Nací en el taller de sastrería del maestro Andrea Fanelli de Chieri; sastre de las sotanas que visten los seminaristas por vez primera. Prontamente fui instruida en la alta dignidad a la que había sido llamada. En una habitación llena de bobinas de hilo negro, agujas, tijeras y dedales me enseñaron que mi color oscuro significa la renuncia al mundo y a sus placeres. Por mi diseño supe que iba a convertirme en la frontera que separa al sacerdote del resto de la gente… Mi vida iba a transcurrir entre honores y dignidades. Viviría rodeada de personas ricas, cultas y serias que llevan una vida ordenada, rezan y hacen obras de caridad. No pude reprimir un gesto de orgullo ante semejante perspectiva. Así creí que iba a ser cuando revestí a aquel joven seminarista llamado Juan Bosco. Me tomó con gran respeto y veneración.
Pero mi vida no ha transcurrido tal como imaginé. En lugar de recepciones en salones señoriales, he frecuentado las celdas de una prisión para reclusos jóvenes. Las primeras veces fui motivo de burlas e insultos. Pero aquel cura joven supo ganarse, a fuerza de respeto y comprensión, la confianza de los jóvenes presos. Las despedidas comenzaron a estar llenas de afecto y promesas de futuros encuentros. Nunca descendí llena de aristocrática dignidad, sino con los bolsillos repletos de caramelos, tabaco y regalos para paliar el dolor de la libertad perdida.
En multitud de ocasiones mi dueño remangaba mis faldones hasta la cintura y se lanzaba a jugar con los chicos. Derrochaba tanto entusiasmo en el juego, que parecía no hubiera nada más importante en el mundo. Me he visto marcada con los cercos blancos que deja el sudor. He soportado sacos de yeso y arena. Conservo en mi piel cicatrices y remiendos sufridos en los talleres. Incluso he sentido en mi piel de tela el desgarro de un disparo dirigido contra Don Bosco.
Nunca olvidaré la mirada agradecida de aquellos miles de muchachos que encontraban en Don Bosco un motivo para vivir. Ellos llenaron mi vida de sentido.
Así viví muchos años. Un buen día, quizás por no oír más a su madre, Don Bosco decidió comprarse una sotana nueva.
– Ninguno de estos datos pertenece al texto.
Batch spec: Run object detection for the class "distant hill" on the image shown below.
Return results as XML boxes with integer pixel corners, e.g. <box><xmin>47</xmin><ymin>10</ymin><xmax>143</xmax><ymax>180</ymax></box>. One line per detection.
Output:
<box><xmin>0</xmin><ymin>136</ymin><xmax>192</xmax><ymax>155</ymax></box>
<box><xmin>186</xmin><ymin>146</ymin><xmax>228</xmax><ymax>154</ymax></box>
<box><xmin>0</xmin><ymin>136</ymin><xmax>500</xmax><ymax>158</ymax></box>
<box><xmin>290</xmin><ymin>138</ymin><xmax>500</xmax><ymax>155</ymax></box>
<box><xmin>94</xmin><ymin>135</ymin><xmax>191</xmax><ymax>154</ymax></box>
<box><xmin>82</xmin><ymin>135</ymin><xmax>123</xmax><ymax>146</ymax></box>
Creí que había llegado mi final, y me apresté a terminar mis días con paz y serenidad. Pero don Bosco, con gesto entusiasmado, cogió tijeras y agujas y me transformó en el vestido negro de una vieja campesina del Piamonte. Me necesitaba como vestuario para una obra de teatro que había escrito para sus chicos. Y aquí me tenéis hoy, sobre el escenario, descubriendo la dignidad que se esconde tras los aplausos y la risa.
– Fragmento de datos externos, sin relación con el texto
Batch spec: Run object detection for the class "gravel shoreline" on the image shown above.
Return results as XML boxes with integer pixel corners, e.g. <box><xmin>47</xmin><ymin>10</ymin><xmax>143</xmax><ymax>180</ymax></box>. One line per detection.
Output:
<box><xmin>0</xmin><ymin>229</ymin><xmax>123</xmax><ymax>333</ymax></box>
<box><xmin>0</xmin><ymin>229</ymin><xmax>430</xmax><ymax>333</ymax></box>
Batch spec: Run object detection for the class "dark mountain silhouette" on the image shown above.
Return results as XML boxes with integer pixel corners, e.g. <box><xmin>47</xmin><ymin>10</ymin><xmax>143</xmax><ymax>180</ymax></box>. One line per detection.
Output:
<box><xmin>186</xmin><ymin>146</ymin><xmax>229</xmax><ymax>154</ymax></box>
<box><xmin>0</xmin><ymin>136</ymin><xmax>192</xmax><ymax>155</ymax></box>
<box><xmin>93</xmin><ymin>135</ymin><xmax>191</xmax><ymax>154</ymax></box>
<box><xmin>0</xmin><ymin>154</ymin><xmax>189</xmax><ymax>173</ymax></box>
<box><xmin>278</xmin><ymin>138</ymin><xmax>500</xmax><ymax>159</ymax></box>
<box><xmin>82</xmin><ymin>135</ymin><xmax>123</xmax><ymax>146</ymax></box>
Nota.- Don Bosco recibió la sotana el día 25 de octubre de 1835 de manos del sacerdote D. Antonio Cinzano, profesor de teología moral en el seminario de Chieri y párroco de Castelnuovo de Asti. El joven seminarista Bosco hizo importantes propósitos en esta ocasión. (Memorias del Oratorio. Segunda década. Nº 1).